Sui’s blockchain architecture includes a tokenomics engine called the Storage Fund, a mechanism that is quietly reducing the token’s circulating supply with every transaction. The protocol-level pool takes a portion of network fees and permanently removes them from circulation, creating a deflationary pressure on the SUI token’s fixed 10 billion supply.
“Most $SUI holders know one thing about the token: total supply is capped at 10 billion,” one crypto analyst noted in a May 18 report first published on Blockonomi. “They have never read the mechanic that makes that cap matter. It is called the Storage Fund.”

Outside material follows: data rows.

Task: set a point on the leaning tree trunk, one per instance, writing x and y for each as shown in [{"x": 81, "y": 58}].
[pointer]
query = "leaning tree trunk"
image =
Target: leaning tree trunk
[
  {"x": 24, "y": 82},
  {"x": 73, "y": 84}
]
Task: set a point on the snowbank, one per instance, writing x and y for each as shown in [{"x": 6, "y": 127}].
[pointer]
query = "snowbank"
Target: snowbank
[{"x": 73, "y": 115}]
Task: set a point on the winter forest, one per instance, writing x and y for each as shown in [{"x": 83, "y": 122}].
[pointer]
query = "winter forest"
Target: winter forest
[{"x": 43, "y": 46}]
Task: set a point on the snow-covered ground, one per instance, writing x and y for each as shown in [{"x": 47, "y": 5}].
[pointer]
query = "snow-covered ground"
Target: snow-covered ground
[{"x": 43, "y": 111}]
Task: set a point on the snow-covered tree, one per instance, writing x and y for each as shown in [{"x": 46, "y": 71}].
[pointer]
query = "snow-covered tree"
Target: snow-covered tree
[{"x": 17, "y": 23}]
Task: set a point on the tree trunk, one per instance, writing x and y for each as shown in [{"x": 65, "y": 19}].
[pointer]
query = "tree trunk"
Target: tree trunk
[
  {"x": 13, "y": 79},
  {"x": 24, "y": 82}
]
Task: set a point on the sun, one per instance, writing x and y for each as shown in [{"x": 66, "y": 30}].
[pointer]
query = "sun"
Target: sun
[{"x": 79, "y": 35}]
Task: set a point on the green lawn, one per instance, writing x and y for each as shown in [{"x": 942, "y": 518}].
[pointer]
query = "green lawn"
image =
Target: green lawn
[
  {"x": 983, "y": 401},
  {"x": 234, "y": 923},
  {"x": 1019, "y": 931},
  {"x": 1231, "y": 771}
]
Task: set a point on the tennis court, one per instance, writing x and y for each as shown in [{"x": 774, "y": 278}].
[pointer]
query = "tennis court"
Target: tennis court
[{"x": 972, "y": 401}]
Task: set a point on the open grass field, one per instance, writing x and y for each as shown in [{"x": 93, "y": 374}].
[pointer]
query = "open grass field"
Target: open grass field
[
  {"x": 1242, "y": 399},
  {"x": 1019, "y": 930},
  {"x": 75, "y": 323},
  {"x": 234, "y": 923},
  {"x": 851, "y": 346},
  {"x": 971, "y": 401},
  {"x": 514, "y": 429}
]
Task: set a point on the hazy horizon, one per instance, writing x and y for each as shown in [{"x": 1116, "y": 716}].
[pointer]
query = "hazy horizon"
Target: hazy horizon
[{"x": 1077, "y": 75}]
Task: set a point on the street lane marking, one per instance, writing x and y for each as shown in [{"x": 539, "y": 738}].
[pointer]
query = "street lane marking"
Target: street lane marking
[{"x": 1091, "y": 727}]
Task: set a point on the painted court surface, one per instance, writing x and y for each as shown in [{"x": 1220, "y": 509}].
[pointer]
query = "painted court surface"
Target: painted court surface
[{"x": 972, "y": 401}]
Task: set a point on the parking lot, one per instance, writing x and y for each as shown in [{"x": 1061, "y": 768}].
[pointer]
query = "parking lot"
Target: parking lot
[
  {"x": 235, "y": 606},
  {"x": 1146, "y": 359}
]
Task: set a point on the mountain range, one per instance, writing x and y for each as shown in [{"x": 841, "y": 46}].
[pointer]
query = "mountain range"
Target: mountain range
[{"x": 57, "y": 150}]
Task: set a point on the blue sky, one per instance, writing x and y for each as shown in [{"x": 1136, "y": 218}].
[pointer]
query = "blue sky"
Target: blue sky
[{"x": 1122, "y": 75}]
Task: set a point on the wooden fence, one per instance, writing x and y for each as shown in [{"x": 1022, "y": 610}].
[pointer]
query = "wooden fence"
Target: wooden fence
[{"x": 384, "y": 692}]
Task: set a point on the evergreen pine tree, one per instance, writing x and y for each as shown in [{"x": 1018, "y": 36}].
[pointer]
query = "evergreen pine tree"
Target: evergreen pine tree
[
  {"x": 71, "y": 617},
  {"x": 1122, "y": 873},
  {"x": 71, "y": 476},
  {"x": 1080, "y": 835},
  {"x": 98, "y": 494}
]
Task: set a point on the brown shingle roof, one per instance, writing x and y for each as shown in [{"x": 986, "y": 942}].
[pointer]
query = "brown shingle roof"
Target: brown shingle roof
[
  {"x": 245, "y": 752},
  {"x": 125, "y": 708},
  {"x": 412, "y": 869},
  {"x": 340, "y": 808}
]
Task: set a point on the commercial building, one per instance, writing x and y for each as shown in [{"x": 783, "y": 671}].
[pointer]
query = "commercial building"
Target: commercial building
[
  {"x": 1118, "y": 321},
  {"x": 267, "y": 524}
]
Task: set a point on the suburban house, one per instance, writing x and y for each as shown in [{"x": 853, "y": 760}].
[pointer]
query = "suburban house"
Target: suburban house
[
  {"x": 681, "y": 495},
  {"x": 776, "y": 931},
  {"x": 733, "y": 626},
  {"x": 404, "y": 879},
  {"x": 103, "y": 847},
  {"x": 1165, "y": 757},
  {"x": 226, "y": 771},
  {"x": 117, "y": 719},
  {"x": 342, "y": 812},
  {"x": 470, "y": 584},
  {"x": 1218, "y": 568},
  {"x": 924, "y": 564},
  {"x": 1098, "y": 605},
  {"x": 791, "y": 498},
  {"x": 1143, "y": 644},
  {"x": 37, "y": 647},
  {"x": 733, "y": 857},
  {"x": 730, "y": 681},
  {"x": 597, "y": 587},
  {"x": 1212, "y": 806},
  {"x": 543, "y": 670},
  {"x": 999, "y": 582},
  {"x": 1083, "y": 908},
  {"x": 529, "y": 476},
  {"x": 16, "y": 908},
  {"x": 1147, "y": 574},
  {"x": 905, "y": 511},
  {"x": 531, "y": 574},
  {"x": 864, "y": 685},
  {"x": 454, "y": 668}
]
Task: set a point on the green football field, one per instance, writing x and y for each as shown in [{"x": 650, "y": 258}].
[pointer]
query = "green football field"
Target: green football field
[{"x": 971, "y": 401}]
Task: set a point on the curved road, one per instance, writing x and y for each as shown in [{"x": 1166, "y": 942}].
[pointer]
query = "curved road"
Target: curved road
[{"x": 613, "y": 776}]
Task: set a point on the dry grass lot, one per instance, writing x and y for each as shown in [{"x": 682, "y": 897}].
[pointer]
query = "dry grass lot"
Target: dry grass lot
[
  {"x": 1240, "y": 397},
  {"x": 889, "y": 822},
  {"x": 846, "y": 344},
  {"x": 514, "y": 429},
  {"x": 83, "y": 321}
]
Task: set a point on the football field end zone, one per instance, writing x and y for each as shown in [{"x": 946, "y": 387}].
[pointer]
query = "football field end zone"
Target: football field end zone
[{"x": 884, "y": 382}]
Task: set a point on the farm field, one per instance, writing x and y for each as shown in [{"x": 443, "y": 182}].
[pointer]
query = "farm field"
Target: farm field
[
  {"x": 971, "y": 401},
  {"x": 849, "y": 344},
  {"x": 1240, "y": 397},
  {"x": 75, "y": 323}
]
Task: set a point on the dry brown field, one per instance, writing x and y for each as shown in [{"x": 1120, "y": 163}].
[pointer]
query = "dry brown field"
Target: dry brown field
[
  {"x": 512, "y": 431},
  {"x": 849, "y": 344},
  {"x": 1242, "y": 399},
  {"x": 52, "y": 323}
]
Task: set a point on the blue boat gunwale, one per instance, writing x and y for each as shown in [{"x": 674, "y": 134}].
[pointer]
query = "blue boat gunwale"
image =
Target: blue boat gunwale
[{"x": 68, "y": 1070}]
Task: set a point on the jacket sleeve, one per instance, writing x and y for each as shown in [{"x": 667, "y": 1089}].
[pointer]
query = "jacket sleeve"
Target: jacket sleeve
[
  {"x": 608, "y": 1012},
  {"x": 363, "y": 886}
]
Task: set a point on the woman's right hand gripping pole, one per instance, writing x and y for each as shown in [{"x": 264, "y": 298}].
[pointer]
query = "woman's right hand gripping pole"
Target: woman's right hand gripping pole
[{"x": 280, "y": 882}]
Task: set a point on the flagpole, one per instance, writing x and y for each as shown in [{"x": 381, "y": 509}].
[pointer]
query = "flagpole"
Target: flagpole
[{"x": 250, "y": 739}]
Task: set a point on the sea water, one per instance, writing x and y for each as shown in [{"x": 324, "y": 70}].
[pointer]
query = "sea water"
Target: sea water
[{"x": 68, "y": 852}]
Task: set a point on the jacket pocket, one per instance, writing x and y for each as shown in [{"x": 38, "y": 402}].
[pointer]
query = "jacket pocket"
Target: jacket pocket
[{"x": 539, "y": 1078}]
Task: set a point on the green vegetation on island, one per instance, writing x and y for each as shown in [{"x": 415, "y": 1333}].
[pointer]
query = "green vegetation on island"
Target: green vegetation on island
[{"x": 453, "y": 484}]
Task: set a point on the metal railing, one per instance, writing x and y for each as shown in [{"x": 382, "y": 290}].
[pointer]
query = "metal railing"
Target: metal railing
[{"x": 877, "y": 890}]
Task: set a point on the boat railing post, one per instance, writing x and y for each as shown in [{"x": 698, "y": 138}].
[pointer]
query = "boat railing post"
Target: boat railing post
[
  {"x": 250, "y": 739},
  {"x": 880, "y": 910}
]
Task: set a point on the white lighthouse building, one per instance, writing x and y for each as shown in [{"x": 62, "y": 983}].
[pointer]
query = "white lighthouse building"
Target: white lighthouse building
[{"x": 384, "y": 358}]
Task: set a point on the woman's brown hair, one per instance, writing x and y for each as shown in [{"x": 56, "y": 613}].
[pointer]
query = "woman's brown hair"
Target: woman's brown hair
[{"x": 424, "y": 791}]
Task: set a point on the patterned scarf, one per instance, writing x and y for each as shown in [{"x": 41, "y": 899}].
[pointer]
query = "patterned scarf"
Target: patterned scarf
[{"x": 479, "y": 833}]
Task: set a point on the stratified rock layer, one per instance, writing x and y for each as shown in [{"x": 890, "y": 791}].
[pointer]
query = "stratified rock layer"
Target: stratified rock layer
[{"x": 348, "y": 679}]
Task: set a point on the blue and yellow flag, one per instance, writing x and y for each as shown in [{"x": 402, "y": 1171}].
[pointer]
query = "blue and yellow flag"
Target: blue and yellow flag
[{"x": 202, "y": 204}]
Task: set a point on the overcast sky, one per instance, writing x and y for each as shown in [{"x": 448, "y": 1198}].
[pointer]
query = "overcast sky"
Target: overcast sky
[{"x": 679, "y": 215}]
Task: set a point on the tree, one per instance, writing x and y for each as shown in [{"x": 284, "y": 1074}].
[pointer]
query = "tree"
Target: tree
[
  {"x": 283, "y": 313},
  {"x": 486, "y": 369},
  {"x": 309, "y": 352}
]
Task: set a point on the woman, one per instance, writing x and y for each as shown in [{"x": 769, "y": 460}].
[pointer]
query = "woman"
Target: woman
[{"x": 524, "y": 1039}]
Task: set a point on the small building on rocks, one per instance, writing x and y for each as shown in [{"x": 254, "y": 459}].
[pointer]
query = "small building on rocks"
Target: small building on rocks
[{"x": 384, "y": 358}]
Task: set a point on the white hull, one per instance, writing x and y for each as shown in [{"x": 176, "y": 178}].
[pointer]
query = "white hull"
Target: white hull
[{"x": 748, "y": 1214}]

Every transaction that adds data to the Sui network incurs a storage fee paid in SUI. Instead of going to validators, these fees are deposited into the Storage Fund. The fund stakes its collected SUI to earn rewards, and only these staking rewards are paid out to validators as compensation for storing historical chain data. The principal is never withdrawn, creating a perpetually growing pool of tokens locked out of the active supply. Data from DefiLlama shows the network is supporting a growing ecosystem, including stablecoins like Sui USDsui, which contributes to the transaction volume that feeds the fund.
This model creates a direct link between network growth and token scarcity. As more applications launch and transaction volume increases, the Storage Fund expands, systematically reducing the amount of SUI available on the open market. The design contrasts with the tokenomics of networks like Ethereum, but shares similarities with the deflationary pressure created by the quarterly token burns of Binance Coin (BNB), where supply is programmatically reduced to drive value. For SUI, this deflation is a built-in, continuous feature of its core protocol, directly rewarding long-term network health.
This article is for informational purposes only and does not constitute investment advice.